Libres propos de Christian Casper, 23 février 2018 – La procédure des Spitzenkandidaten

Elections au Parlement européen (PE) de 2019 : la procédure dite des « Spitzenkandidaten »

1- Cette procédure informelle a été utilisée pour la première fois aux élections au PE de 2014. Elle a été lancée par les partis politiques représentés au PE (PPE, S&D, ALDE, les Verts etc.). Ces partis se sont mis d’accord avant l’élection pour élire le Président de la Commission européenne issu du parti politique européen qui aura obtenu une majorité ou le plus de députés lors des élections. Elle favorise les candidats des partis européens les plus importants (PPE et S&D).

 

2- Les groupes politiques au PE regroupent des députés européens élus dans leur Etat-membre respectif. Ce sont des coalitions. Comme dans toutes les coalitions, les positions de ces groupes politiques, tout en étant proches de celles des partis nationaux, sont parfois divergentes. Un libéral allemand n’est pas un libéral français, tchèque ou grec etc. Ils se retrouveront pourtant dans le groupe ALDE (Alliance des libéraux et des démocrates pour l’Europe).

 

3 – En choisissant en amont le candidat à la fonction de Président de la Commission, celui-ci peut s’engager dans la campagne électorale et se faire connaître. Il peut gagner beaucoup plus en visibilité que si son élection était le résultat de tractations au sein du PE.

 

4- En vertu du traité de Lisbonne (2009), le Président de la Commission est désigné par le Conseil européen « en tenant compte du résultat des élections au PE ». Il est ensuite élu par le PE.

Le Président de la Commission a, en effet, une double légitimité émanant de sa désignation par le Conseil européen et de son élection par le PE.

Le Conseil européen n’est pas tenu de nommer le candidat élu par le PE si ce n’est pas le candidat qu’il a désigné. Dans cette hypothèse, le Conseil européen doit désigner un deuxième candidat et le PE peut ne pas l’élire. 

Le blocage serait d’autant plus sérieux que le traité n’a rien prévu pour le résoudre.

La culture du compromis de l’UE pourrait faire penser qu’une solution serait trouvée. Ce n’est pas sûr. Le PE, dont la main et celle de son candidat seront renforcées par la procédure dite du Spitzenkandidaten, pourrait être tenté de tordre le bras du Conseil européen.

Dans une récente déclaration, Manfred Weber, qui dirige le groupe du Parti populaire européen (PPE), a écrit que « le PE rejetterait tout candidat à la présidence de la Commission qui n’aura pas été désigné comme Spitzenkandidaten en amont des élections au Parlement européen ». Cette procédure en amont peut susciter des réserves dans la mesure où c’est le PE sortant qui désigne les candidats et les impose au PE entrant dont la sensibilité politique peut être sensiblement différente de celle du PE sortant.

 

5- Cette procédure accroît le poids politique du PE et de son candidat vis-à-vis du Conseil européen. Elle confère une légitimité accrue au Président de la Commission et surtout une plus grande visibilité dans l’opinion. Elle renforce le binôme institutionnel PE-Commission si le PE arrive à imposer son candidat.

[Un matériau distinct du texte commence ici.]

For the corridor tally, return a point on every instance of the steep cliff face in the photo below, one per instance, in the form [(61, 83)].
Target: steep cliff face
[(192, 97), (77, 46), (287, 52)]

Néanmoins, le Conseil européen, composé des chefs d’Etat et de gouvernement et élevé au rang d’institution par le traité de Lisbonne qui a fait passer l’organisation de l’UE d’un triangle à un carré (Commission, PE, Conseil des ministres et Conseil européen) a également la légitimité et l’autorité que les élections nationales lui confèrent.

 

6- Cette procédure rend-t-elle réellement plus visible la personnalité du candidat à la fonction de Président de la Commission et plus lisible le fonctionnement des institutions européennes pour l’opinion publique ?

Ce n’est pas évident. Pourquoi ?

– Plus visible ? En principe, oui. Il est cependant difficile de conduire une campagne électorale dans tous les Etats-membres ou dans la plupart d’entre eux et de créer des liens avec des citoyens très éloignés géographiquement les uns des autres.

– Plus lisible ? Ce sont les partis politiques nationaux qui désignent leurs candidats à la députation, qui les placent ou non en position d’éligibilité (le mode de scrutin est généralement proportionnel), et qui animent la campagne électorale alors que les partis européens sont encore très peu connus des opinions publiques nationales.

 

Conclusion : 

Cette procédure installe une tension (ce qui n’est pas nécessairement un mal) entre deux légitimités différentes : une institution, le PE, représentant un « démos » européen en gestation et une institution, le Conseil européen, représentant depuis longtemps le peuple des Etats-membres.